Here's a local lumberyard I walked by. The guy I asked about the woods said there was Jatoba, Bocote and Guanacaste mostly. I tried to ask how much it was but my Spanish isn't good enough to work out how much wood he was quoting me. I think he was giving me the price for a whole lift of lumber.

Walking by our place in Granada I saw two men fitting and staining an arched door in an alcove. The wood was again bocote and he told me the stain was a type of oil but it didn't sound familiar to me. Might have been a local plant product ? It looked very red. The joinery on the doors and furniture in the colonial downtown in Granada is much better on average than the furniture you see in markets. Door rails and stiles are held together with drawbored mortise and tenon joints in some instances.

I'll try and add more neat wood photos as I come across things.


----------



## summerfi (Oct 12, 2013)

Very interesting. Thanks for the post, and keep the pics coming.


----------



## TheGreatJon (Jan 9, 2015)

About 10 years ago I went to Costa Rica on vacation. I hadn't gotten into woodworking yet, but I do remember seeing some of those same sights around town. I remember being pretty impressed when I saw some wooden joints being fit together with nothing but mortises/tenons and wedges (which I then thought of as slots, pegs, and scraps).

In fact… that may have been when I developed that subconscious yearning to make sawdust.


----------



## MrUnix (May 18, 2012)

Having spent a good bit of time in both Costa Rica and Nicaragua, I've seen some very creative woodworking techniques and amazing native lumber.

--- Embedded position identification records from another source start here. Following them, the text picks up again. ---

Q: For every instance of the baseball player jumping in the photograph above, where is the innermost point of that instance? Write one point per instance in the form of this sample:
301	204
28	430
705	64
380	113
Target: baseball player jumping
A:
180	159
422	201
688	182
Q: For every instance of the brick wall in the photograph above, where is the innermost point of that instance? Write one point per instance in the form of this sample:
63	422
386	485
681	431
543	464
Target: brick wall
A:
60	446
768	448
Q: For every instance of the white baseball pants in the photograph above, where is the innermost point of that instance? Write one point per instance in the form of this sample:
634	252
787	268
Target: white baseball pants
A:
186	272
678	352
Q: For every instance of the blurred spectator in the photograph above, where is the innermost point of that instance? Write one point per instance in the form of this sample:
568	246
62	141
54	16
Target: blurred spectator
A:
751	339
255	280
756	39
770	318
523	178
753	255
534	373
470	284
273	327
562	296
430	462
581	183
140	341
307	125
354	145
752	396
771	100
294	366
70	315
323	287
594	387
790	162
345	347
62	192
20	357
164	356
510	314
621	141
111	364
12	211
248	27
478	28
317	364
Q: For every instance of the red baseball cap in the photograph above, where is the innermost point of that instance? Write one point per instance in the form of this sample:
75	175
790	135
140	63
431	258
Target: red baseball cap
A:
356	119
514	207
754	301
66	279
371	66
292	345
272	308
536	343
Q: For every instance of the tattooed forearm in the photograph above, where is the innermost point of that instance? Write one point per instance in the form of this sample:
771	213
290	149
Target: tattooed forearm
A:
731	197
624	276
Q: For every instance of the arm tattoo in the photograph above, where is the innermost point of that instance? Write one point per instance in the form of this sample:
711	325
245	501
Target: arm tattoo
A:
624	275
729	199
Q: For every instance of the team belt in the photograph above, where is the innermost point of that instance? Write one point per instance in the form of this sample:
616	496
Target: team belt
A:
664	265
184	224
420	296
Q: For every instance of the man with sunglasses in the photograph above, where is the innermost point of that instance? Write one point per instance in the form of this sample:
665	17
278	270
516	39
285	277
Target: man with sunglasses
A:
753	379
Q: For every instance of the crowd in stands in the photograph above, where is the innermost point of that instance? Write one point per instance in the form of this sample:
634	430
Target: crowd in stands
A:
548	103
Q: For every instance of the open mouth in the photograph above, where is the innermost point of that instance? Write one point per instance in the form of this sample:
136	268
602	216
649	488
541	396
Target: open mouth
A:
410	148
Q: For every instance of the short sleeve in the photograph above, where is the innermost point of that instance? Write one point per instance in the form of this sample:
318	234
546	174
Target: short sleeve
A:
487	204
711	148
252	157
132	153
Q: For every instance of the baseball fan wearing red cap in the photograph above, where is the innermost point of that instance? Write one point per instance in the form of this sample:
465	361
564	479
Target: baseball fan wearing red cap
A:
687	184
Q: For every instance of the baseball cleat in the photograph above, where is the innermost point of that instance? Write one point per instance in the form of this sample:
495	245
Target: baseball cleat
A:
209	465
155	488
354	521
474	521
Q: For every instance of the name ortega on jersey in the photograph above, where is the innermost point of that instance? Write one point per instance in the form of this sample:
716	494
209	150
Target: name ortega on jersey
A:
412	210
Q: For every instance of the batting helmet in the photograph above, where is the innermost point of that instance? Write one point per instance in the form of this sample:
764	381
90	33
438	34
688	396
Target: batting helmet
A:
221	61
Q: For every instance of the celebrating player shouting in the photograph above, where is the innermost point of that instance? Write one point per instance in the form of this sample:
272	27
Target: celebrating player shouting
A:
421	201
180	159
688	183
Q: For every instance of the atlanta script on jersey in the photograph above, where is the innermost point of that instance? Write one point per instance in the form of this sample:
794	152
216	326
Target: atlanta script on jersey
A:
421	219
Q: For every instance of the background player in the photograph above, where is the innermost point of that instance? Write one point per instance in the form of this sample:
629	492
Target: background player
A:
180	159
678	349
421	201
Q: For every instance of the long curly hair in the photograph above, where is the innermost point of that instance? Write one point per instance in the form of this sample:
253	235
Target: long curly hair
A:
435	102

We had a dairy farm in CR and had some local guys make a fairly detailed parquet floor out of a few different native species that came out amazing.. all done by hand, no power tools involved. Of course, Nicaragua (and Costa Rica many years ago.. not so much now) being a very, very poor country makes the local craftsman find ways to get things done by hand that most of us in the US/Canada/Europe would never even consider.

Cheers,
Brad


----------



## DT2 (Jan 18, 2015)

I too am from Canada, it can be tough to source quality lumber at prices that aren't extreme. I wonder how much it would cost to ship a whole stack.


----------



## Mykos (Jun 27, 2013)

Here's the table saw at a different lumber yard. The table is not at all flat; in fact some of the boards it is made of are cupped almost 1/8". I almost wanted to buy a half sheet of plywood just so I could see them use it.



















These are some more enviable lumber racks. Lots of cedero in those flat boards.










This bed was just sitting in a parking lot. Not sure why.










I've been into half a dozen hardware stores (Ferreteria en espanol), and they all have hand braces for sale. None of them have had auger bits yet. I'm not sure what they use the braces to turn.


----------